Conectando con mi niña interior

Hace ya bastante tiempo que me percaté que esa niña no se había ido a ningún lado, que seguía estando ahí mirándome tímidamente, a la espera de mi atención. Fui yo quien la ignoró por mucho tiempo, creyendo que su tiempo había finalizado, que ya no había tiempo de seguir siendo como ella. La seriedad, responsabilidad y todas esas tareas pre-programadas para el adulto, no daban espacio para tener un niño revoloteando en medio. Pero la vida repentina y sabiamente me llevó a un punto de reflexión interior, para decirme que es en esa niña donde se encontraba mi verdad, mi naturalidad y espontaneidad. La energía genuina con la que vine a este mundo. Que en ella podía redescubrirme.

Cuando un niño aún no está contaminado por el juicio, habla y actúa con la verdad de su corazón, por lo tanto lo hace desde la pureza de su alma. La constitución de este mundo, nos lleva a desconectarnos de esa parte tan importante de nosotros y caminar arrastrados por una sociedad construida por las leyes del intelecto y no por las de la sabiduría. Reconectarse con su niño interior, significa volver a nuestra pureza original, para rescatar de él aquello que por alguna razón decidimos que no sería parte de nosotros, desempolvarlo y usarlo o trascenderlo, según sea el caso.
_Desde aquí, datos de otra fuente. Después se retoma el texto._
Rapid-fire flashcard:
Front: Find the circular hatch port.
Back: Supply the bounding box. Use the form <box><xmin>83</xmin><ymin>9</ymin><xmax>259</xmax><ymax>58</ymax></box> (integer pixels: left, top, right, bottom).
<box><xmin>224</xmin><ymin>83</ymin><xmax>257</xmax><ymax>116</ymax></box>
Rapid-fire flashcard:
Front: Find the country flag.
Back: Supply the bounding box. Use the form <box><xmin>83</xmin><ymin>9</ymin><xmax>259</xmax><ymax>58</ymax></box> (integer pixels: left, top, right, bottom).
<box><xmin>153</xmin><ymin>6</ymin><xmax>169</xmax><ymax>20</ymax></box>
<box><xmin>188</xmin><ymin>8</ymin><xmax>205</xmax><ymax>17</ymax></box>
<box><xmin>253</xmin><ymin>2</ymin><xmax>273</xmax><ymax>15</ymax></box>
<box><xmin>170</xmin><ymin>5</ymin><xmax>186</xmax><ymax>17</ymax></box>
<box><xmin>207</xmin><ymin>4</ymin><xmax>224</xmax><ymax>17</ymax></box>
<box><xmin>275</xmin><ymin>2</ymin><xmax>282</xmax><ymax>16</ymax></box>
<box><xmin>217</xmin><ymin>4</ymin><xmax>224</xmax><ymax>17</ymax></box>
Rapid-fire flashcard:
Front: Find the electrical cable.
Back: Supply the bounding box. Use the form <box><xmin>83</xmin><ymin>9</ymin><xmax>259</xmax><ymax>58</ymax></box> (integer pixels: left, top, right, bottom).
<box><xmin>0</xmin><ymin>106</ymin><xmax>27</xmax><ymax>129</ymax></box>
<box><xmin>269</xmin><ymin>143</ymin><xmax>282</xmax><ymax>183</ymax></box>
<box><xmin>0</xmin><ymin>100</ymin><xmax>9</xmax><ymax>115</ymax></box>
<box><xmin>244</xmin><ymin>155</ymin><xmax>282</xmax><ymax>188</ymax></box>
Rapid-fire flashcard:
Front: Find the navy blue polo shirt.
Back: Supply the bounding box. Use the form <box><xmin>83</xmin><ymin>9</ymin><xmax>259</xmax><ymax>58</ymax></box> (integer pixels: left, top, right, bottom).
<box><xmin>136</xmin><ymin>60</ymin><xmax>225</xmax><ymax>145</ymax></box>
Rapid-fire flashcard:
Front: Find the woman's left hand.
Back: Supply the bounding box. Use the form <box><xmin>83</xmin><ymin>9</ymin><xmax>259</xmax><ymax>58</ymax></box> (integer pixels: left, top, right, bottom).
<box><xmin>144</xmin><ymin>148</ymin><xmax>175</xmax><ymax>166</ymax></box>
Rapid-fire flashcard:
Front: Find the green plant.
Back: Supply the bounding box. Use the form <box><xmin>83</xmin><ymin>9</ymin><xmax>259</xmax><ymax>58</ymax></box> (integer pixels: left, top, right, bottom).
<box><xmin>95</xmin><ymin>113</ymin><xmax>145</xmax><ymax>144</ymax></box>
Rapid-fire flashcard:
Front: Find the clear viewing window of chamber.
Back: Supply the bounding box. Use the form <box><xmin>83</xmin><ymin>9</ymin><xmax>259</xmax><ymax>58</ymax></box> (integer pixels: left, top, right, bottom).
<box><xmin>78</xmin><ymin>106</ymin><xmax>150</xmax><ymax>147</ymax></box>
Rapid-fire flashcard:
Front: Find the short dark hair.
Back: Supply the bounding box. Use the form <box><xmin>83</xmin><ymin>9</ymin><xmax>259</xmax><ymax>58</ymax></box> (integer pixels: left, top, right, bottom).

Tal es mi reconexión con ese aspecto de mi, que mi vida en estos últimos años ha girado en torno a niños. Niños Maestros que han venido a enseñarme la vida desde su ventana cristalina, que me han invitado a ser más relajada y flexible, a dejar de buscar la infinita perfección en todo, si ya todo es perfecto tal cual es,  a perder la vergüenza, a ser sencillamente Yo.